Uitspraak
RECHTBANK DEN HAAG
1.[eiser] , te [woonplaats 1] ,
[eiseres], te [woonplaats 1] ,
1.[gedaagde 1] , te [woonplaats 2] ,
[gedaagde 2], te [woonplaats 2] ,
Rechtbank Den Haag
In deze zaak, die voor de Rechtbank Den Haag is behandeld, hebben eisers, [eiser] c.s., een vordering ingesteld tegen gedaagden, [gedaagde 1] c.s., met betrekking tot de koop van een woning. De eisers stellen dat de woning gebreken vertoont, waaronder asbesthoudende materialen en lekke kozijnen, en dat gedaagden toerekenbaar tekort zijn geschoten in de nakoming van de koopovereenkomst. De procedure is gestart met een dagvaarding op 6 oktober 2023, gevolgd door een conclusie van antwoord en een tussenvonnis van 22 november 2023 waarin een mondelinge behandeling is gelast. Deze behandeling vond plaats op 5 april 2024, waar partijen hun standpunten verder toelichtten.
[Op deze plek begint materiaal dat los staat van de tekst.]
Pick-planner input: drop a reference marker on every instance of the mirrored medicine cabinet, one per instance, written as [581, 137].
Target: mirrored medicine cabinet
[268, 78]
Eisers vorderen onder andere een verklaring voor recht dat gedaagden tekort zijn geschoten in de nakoming van de koopovereenkomst en een schadevergoeding van € 46.959,64, vermeerderd met wettelijke rente. Gedaagden hebben de vorderingen betwist en geconcludeerd tot afwijzing. De rechtbank heeft in het tussenvonnis van 22 mei 2024, gewezen door mr. W.M. Limborgh, de zaak aangehouden voor nadere aktes van partijen. De rechtbank wenst meer duidelijkheid over de ernst van de lekkageproblemen met de kozijnen en de communicatie hierover voorafgaand aan de koop. De zaak is verwezen naar de rolzitting van 19 juni 2024 voor de akte aan de zijde van eisers.